Per quanto riguarda i reati di getto pericoloso e di emissioni in assenza di autorizzazione, ovvero la puzza che faceva bruciare occhi e gola ai residenti, nelle motivazioni della sentenza si sottolinea come «il rilascio di quantitativi non trascurabili quantomeno di ammoniaca e acido solfidrico è stato confermato dalle analisi di Osptech. Il ritardo di ben 6 anni con cui l’azienda si mosse rispetto all’obbligo di periodico monitoraggio delle emissioni diffuse imposto dalla Provincia è indicativo del profilo della colpa in capo agli imputati: vi fu una vera e propria resistenza dei vertici di Coimpo-Agribiofert che, per ragioni di risparmio, avevano tentato medio tempore di ottenere una modifica delle modalità esecutive di tali campagne di monitoraggio, ritenute “estremamente gravose”».
 

QUATTRO VITTIME
Si tratta di uno dei processi più importanti della storia recente del Polesine, incentrato sulla più grave tragedia sul lavoro dei giorni nostri, Avvenne il 22 settembre 2014, quando durante lo sversamento di acido solforico nella vasca D dell’impianto Coimpo-Agribiofert di Ca’ Emo si sprigionò una nube tossica che uccise Nicolò Bellato di Bellombra, Paolo Valesella di Bindola, Marco Berti di Sant’Apollinare e Giuseppe Baldan di Campolongo Maggiore.
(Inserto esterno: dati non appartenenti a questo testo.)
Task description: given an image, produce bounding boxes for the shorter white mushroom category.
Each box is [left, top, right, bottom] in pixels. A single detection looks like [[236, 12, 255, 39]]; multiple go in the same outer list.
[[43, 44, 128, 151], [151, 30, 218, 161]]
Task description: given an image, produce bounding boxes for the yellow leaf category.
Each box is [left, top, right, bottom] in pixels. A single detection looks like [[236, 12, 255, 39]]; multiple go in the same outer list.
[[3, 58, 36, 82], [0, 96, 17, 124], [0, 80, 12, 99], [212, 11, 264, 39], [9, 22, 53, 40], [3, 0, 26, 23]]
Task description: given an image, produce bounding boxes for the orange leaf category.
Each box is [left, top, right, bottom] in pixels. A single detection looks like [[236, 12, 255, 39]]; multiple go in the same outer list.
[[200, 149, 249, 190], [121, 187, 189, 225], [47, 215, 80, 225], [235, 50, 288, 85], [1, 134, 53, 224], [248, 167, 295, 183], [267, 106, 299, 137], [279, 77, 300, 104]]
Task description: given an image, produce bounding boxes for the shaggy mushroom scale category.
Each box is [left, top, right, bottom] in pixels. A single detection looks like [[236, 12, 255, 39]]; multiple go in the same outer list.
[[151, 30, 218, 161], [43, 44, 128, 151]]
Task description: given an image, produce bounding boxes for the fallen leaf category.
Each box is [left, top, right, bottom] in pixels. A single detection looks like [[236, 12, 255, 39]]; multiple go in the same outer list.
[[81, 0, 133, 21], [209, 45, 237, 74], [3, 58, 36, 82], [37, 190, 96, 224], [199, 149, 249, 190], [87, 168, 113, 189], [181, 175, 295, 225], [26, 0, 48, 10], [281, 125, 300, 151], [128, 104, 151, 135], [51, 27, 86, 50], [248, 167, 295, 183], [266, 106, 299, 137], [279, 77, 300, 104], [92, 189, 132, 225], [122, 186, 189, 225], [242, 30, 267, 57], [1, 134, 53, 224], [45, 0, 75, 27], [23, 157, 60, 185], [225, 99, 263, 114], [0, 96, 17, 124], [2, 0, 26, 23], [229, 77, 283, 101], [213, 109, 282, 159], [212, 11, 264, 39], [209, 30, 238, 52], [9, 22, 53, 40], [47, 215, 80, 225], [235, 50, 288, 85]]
Tuttavia nel giudizio di secondo grado le pene per i sei imputati, condannati per omicidio colposo plurimo, getto pericoloso di cose e violazione delle norme ambientali, sono state rimodulate, anche per effetto della prescrizione, passando da un totale di 31 anni e 9 mesi a 20 anni e 10 mesi. 
 

PRIMI COMMENTI


La rete di avvocati Lpteam, Legal Professional Team, che assisteva le parti civili costituite, l’avvocato Matteo Ceruti, promotore della rete, le associazioni ambientaliste Legambiente e Wwf, l’avvocato Cristina Guasti Italia Nostra e gli avvocati Carmelo Marcello e Marco Casellato numerosi privati cittadini, residenti a Ca’ Emo, esprimono soddisfazione per quanto emerge dalle motivazioni della sentenza e sottolineano come le pene siano state ridotte «per il semplice dato dell’intervenuta prescrizione, per una serie di contravvenzioni in tema di reati ambientali e sicurezza sul lavoro. Un automatismo che, tuttavia, nulla sposta sul giudizio di responsabilità penale degli imputati, né sulle statuizioni civili del processo di primo grado: confermate le responsabilità e le pesanti carenze in termini di sicurezza dell’impianto di trattamento di rifiuti di Coimpo–Agribiofert a Ca’ Emo; anche in relazione al risarcimento dei danni alle parti civili.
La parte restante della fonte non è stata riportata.